The new guidelines by the Ministry allow companies to print, stamp, or use stickers to show the new MRP on pre-GST product packages.
In a new directive, the Consumer Affairs Ministry provides an alternative to clear off the confusion regarding unsold pre-packaged items lying with manufacturers, retailers and wholesalers. The new guidelines by the Ministry allow companies to print, stamp, or use stickers to show the new MRP on pre-GST product packages.

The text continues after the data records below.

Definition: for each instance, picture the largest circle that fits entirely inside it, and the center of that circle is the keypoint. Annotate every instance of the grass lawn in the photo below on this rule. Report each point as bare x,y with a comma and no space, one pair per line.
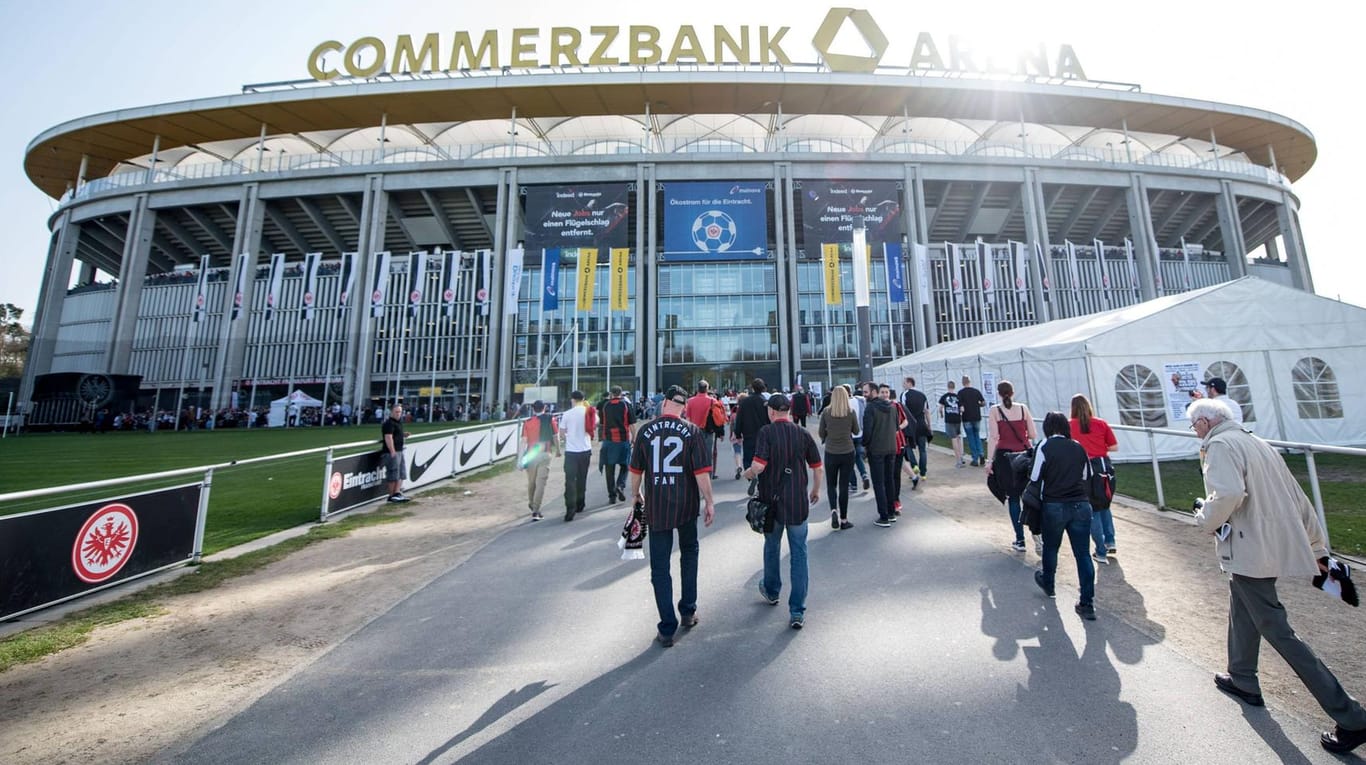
246,502
1342,478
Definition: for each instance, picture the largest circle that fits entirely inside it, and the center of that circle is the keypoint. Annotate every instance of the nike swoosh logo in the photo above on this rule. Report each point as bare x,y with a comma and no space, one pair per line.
417,470
467,452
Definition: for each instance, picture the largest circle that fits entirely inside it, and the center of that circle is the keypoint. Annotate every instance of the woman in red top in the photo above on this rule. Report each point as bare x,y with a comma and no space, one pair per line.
1098,440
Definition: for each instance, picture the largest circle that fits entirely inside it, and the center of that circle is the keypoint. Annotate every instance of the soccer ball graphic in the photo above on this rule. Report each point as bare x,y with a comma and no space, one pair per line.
713,231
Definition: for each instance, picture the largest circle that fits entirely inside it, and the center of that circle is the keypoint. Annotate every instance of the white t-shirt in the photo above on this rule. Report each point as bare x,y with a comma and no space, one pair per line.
573,426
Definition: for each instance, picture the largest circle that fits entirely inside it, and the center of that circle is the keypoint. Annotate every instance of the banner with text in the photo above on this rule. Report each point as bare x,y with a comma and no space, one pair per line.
577,216
715,221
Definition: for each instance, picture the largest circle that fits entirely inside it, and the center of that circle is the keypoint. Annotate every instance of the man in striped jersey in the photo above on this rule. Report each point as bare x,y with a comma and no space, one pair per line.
670,470
782,456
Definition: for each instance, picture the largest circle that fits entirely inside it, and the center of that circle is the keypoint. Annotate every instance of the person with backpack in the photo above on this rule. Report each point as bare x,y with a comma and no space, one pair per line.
615,435
1094,435
1010,429
540,440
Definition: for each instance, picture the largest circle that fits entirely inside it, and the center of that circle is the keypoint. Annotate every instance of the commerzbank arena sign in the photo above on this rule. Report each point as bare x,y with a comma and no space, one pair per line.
648,45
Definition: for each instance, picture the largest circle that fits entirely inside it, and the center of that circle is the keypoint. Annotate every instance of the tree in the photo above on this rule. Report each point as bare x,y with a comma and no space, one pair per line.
14,342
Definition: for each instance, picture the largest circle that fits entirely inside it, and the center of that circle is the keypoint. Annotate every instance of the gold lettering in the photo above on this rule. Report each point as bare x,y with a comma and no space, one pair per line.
1033,62
1067,64
600,58
564,43
410,60
474,59
960,55
353,58
316,60
771,48
739,52
523,45
686,47
925,55
645,45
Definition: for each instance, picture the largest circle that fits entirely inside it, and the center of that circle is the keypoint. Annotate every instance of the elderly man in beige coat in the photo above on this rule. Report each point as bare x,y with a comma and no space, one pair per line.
1264,529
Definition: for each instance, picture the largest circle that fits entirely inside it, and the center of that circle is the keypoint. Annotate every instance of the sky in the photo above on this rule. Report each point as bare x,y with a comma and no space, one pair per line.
70,59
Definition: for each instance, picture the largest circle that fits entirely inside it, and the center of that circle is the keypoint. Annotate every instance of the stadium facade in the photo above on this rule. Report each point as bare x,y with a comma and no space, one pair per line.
459,227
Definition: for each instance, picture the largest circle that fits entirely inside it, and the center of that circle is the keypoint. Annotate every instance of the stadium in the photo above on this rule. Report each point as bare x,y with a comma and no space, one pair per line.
455,219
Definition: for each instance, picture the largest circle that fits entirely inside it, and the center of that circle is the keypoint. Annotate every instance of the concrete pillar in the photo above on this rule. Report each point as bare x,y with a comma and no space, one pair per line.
232,335
52,294
137,249
1287,213
1036,232
1145,238
1231,226
358,354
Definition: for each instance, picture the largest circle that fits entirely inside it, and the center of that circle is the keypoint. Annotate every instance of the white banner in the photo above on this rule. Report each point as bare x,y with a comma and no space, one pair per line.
201,290
512,280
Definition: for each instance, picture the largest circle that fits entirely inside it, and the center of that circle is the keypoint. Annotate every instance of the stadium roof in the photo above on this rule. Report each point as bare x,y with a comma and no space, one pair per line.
111,138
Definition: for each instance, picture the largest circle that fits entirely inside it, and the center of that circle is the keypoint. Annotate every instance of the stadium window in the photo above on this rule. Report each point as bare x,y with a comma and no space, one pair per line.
1238,388
1317,395
1138,395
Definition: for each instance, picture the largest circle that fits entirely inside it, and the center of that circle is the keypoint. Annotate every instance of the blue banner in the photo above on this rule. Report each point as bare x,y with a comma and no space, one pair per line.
551,279
715,221
895,272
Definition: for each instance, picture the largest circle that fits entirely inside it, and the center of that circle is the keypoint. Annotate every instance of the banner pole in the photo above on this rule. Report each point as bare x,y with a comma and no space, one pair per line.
327,480
202,517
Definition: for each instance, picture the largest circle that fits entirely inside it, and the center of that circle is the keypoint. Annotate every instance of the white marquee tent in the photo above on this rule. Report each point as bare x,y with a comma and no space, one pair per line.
280,407
1292,359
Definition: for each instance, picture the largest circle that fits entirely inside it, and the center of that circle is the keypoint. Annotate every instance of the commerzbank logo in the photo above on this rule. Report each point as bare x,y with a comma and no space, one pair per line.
866,29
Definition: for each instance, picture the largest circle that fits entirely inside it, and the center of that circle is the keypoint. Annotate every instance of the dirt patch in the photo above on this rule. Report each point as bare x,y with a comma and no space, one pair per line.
142,686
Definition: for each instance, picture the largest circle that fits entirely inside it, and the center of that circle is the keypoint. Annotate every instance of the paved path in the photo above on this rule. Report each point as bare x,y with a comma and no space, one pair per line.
925,642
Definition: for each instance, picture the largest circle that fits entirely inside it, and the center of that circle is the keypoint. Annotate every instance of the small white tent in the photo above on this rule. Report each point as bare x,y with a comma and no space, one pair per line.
1290,359
280,407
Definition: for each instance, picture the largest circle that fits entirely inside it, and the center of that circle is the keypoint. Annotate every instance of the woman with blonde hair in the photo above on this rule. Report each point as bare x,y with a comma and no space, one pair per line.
839,426
1094,435
1010,429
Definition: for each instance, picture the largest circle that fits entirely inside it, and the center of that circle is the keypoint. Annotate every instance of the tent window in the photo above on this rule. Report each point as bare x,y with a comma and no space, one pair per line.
1139,398
1316,390
1238,388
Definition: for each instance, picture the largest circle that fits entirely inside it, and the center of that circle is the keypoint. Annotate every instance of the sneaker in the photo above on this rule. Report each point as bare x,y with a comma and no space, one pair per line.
767,597
1342,741
1038,579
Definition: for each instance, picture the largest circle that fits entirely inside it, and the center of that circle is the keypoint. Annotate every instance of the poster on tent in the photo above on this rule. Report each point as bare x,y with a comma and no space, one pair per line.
1180,380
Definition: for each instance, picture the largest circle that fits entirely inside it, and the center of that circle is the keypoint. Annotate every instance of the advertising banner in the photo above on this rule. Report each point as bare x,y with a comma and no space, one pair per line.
829,208
473,450
577,216
429,461
355,480
55,555
715,221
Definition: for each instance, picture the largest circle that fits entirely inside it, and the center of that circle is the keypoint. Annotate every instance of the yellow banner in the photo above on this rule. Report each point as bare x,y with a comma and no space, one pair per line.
588,265
831,261
620,261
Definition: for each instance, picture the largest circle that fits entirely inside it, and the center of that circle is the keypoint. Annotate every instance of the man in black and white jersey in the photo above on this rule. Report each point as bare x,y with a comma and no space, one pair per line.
671,469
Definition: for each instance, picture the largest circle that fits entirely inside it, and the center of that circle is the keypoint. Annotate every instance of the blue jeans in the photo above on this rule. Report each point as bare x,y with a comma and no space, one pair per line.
1103,530
973,436
661,549
797,553
1074,518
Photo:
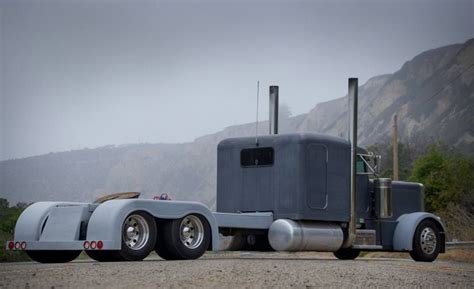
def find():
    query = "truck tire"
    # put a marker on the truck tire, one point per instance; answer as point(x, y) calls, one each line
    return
point(160, 246)
point(346, 254)
point(426, 242)
point(53, 256)
point(138, 236)
point(185, 238)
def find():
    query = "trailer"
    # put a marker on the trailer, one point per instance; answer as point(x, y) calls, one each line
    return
point(278, 192)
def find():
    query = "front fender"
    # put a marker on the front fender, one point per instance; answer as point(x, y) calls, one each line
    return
point(30, 223)
point(405, 229)
point(106, 222)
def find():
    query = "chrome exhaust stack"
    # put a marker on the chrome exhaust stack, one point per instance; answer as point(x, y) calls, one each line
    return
point(353, 103)
point(273, 110)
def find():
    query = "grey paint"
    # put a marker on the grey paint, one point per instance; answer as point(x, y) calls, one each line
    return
point(105, 223)
point(29, 224)
point(407, 223)
point(64, 223)
point(244, 220)
point(288, 235)
point(309, 179)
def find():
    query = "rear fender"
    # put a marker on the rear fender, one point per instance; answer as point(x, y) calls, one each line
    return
point(106, 222)
point(405, 230)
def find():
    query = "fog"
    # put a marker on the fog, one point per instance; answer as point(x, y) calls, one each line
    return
point(78, 74)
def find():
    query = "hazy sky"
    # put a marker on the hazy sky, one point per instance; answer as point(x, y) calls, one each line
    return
point(78, 74)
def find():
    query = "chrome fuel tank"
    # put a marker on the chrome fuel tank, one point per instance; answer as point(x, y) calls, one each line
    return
point(288, 235)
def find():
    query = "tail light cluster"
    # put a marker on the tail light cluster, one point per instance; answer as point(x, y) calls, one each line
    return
point(93, 245)
point(16, 245)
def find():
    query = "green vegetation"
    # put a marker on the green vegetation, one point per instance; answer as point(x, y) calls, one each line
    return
point(8, 217)
point(448, 178)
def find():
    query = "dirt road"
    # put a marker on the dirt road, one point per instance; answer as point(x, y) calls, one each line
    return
point(241, 270)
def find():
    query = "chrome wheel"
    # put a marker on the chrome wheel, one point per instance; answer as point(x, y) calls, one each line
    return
point(191, 231)
point(136, 232)
point(428, 240)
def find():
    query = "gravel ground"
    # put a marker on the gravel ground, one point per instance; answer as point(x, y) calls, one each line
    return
point(241, 270)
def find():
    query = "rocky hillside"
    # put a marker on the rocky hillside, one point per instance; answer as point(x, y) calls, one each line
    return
point(433, 95)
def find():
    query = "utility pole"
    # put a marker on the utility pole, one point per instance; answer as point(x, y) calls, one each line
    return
point(395, 147)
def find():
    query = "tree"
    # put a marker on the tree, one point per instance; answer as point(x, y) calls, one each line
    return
point(448, 178)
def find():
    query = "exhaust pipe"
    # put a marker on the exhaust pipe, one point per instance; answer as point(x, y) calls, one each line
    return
point(353, 99)
point(273, 109)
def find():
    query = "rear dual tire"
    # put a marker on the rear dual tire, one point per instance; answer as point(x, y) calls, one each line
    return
point(183, 239)
point(138, 240)
point(426, 242)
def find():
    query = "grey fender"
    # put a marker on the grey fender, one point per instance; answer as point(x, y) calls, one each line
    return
point(106, 221)
point(29, 224)
point(405, 229)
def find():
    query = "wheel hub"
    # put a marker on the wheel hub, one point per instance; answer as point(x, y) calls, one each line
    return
point(191, 232)
point(135, 232)
point(428, 241)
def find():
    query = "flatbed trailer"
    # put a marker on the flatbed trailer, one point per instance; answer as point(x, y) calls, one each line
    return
point(290, 192)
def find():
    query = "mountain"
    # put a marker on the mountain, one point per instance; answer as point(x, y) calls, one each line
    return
point(432, 94)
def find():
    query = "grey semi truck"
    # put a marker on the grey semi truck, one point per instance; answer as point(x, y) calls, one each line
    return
point(279, 192)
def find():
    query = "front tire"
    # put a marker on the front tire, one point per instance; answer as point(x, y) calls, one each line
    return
point(53, 256)
point(138, 237)
point(185, 238)
point(426, 242)
point(346, 254)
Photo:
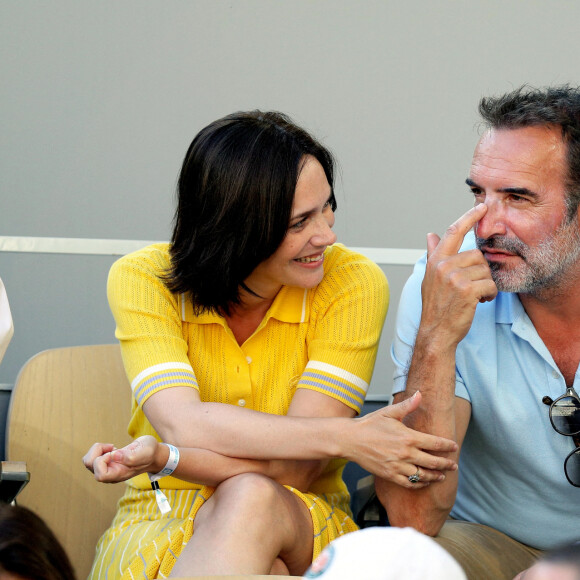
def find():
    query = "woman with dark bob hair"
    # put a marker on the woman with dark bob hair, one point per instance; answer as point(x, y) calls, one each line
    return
point(249, 342)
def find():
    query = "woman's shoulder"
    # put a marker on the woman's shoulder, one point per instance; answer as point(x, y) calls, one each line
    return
point(153, 259)
point(340, 259)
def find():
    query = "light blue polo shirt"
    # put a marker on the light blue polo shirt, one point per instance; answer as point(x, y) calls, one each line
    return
point(511, 469)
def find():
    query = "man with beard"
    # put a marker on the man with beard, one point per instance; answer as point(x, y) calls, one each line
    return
point(489, 331)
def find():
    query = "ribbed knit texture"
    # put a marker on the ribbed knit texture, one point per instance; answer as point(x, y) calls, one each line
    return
point(324, 339)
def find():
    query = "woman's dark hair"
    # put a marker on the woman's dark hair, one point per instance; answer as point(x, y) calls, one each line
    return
point(550, 107)
point(28, 548)
point(235, 195)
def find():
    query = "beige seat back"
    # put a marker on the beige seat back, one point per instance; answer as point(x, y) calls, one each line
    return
point(64, 400)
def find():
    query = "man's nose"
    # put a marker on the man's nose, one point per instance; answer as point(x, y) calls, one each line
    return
point(493, 223)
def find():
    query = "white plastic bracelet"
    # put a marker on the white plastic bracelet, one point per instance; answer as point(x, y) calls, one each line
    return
point(169, 468)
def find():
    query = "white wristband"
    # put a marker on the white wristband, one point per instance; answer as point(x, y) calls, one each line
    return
point(169, 468)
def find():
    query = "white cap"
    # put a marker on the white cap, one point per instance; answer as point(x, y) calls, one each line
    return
point(385, 554)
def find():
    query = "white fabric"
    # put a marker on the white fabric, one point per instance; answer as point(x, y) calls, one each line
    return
point(385, 554)
point(6, 326)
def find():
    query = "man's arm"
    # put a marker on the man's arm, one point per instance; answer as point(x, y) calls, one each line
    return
point(453, 285)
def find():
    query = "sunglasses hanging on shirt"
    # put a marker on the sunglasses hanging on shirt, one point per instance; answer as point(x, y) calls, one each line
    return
point(565, 418)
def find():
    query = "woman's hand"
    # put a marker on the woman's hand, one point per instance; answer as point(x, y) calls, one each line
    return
point(111, 465)
point(392, 451)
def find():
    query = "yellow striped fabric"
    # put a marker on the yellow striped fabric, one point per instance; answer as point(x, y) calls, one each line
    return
point(324, 339)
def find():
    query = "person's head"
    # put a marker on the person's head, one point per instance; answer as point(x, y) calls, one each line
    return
point(385, 553)
point(28, 548)
point(236, 193)
point(558, 564)
point(555, 108)
point(526, 169)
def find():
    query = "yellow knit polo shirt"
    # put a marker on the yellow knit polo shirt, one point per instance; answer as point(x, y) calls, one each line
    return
point(324, 339)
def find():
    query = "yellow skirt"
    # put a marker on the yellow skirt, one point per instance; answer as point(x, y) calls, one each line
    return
point(143, 543)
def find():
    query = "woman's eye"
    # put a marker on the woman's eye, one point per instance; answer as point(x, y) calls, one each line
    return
point(298, 225)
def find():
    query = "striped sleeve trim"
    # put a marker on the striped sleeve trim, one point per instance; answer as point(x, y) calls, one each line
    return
point(335, 382)
point(160, 376)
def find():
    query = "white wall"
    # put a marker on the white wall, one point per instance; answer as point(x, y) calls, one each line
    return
point(99, 101)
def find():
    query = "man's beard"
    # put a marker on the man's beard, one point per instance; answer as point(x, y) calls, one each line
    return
point(543, 267)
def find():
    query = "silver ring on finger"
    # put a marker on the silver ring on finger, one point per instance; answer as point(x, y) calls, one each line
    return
point(415, 478)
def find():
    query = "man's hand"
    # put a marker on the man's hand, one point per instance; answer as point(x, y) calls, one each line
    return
point(454, 282)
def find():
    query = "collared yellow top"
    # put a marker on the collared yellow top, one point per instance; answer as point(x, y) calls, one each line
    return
point(324, 338)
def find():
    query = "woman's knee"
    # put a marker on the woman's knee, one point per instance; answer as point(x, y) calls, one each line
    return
point(249, 494)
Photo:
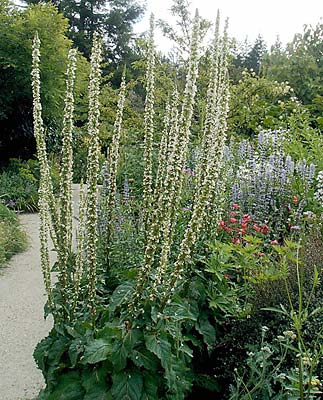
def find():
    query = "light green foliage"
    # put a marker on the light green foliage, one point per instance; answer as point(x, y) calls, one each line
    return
point(258, 102)
point(269, 366)
point(300, 63)
point(18, 27)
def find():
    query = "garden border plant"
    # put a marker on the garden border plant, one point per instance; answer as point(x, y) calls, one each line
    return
point(134, 339)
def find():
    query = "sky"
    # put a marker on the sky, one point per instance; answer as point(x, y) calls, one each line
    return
point(247, 18)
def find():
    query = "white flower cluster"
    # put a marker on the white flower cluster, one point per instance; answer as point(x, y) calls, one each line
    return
point(149, 122)
point(319, 188)
point(90, 245)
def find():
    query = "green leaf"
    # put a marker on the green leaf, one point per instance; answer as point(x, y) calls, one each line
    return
point(179, 312)
point(75, 350)
point(95, 383)
point(159, 346)
point(127, 386)
point(151, 382)
point(119, 355)
point(69, 387)
point(96, 351)
point(320, 121)
point(144, 358)
point(123, 347)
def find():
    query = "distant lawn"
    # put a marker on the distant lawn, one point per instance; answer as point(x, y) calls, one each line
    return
point(12, 239)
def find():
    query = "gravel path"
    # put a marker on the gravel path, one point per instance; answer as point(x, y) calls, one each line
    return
point(22, 326)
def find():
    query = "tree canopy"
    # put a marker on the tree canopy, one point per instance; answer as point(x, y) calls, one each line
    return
point(114, 20)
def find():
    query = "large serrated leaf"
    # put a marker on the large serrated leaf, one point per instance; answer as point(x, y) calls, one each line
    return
point(68, 388)
point(179, 312)
point(144, 358)
point(98, 350)
point(159, 346)
point(75, 350)
point(119, 356)
point(151, 382)
point(127, 386)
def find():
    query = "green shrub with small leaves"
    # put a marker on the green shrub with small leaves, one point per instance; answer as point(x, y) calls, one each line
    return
point(12, 239)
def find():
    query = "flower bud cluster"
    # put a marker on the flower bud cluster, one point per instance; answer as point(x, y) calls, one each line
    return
point(92, 172)
point(149, 121)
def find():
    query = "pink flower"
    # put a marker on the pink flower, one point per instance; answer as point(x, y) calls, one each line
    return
point(246, 218)
point(265, 229)
point(256, 228)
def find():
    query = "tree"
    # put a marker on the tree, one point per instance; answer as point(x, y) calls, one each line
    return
point(255, 56)
point(247, 56)
point(300, 63)
point(17, 29)
point(114, 19)
point(179, 33)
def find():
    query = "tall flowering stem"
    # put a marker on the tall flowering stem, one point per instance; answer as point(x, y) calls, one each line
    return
point(149, 122)
point(110, 171)
point(215, 135)
point(79, 259)
point(115, 145)
point(66, 175)
point(45, 184)
point(92, 173)
point(162, 219)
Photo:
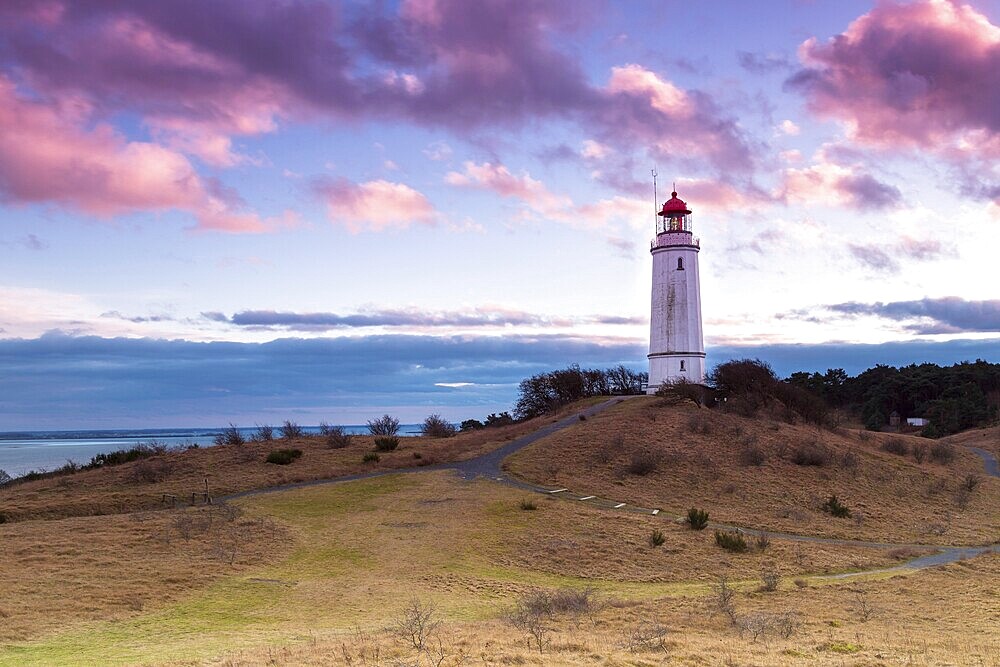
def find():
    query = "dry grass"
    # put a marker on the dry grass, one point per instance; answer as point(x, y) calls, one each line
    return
point(954, 626)
point(82, 569)
point(701, 464)
point(356, 553)
point(230, 469)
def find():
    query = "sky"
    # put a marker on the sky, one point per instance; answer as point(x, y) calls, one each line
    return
point(256, 210)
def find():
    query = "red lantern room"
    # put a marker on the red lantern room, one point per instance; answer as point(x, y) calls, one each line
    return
point(675, 216)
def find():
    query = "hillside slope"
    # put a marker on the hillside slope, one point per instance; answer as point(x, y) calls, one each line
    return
point(705, 458)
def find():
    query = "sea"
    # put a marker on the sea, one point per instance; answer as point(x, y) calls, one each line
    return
point(40, 451)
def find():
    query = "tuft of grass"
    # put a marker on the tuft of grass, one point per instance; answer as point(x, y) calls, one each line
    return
point(386, 443)
point(283, 457)
point(734, 542)
point(697, 519)
point(834, 507)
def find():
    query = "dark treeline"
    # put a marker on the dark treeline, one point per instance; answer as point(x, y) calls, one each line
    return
point(951, 398)
point(546, 392)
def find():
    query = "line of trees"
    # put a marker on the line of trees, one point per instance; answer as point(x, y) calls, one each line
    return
point(546, 392)
point(953, 398)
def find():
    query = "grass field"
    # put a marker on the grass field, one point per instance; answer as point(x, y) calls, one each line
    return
point(322, 575)
point(231, 469)
point(330, 560)
point(700, 461)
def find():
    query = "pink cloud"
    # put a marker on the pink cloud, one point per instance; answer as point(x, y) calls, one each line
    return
point(925, 73)
point(201, 73)
point(375, 206)
point(497, 178)
point(47, 157)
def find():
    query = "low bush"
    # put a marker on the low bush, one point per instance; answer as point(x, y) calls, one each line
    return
point(140, 451)
point(734, 542)
point(697, 519)
point(336, 437)
point(436, 426)
point(752, 456)
point(943, 453)
point(384, 425)
point(263, 433)
point(290, 430)
point(230, 435)
point(386, 443)
point(643, 463)
point(896, 446)
point(811, 454)
point(283, 457)
point(834, 507)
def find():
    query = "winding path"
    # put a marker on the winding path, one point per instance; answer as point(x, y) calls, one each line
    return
point(489, 466)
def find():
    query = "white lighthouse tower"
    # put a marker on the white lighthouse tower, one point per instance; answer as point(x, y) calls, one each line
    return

FMCG companies are worried about the impact of this guideline on their sales.
Placing stickers on the products that are already dispatched to stockists, wholesalers or that on the display shelves of retailers could be a daunting task for FMCGs.
Before the rollout of the unified tax, Goods and Services Tax (GST), FMCG companies rushed to clear stock that was unsold and packaged pre-GST. Companies like Colgate, Dabur, HUL offered huge discounts to their wholesalers and retailers to clear old stock.
Products like toothpaste, soap and hair oil that were taxed 22-23% in the previous tax structure are now taxed in the GST slab of 18%. Therefore, the companies were rushing in to dispose of these stocks in the market to avoid two MRPs – a higher pre-GST rate and a lower post-GST rate.
Also, if the companies comply with the government’s new circular they are likely to break the rules laid down by the State government’s, Legal Metrology Department. This department is responsible for regulating the price display on product labels and tampering with them is illegal.
All said this new guideline will deter some FMCG companies from raising prices to absorb the higher tax rates applicable under GST and thereby significantly impact their profitability.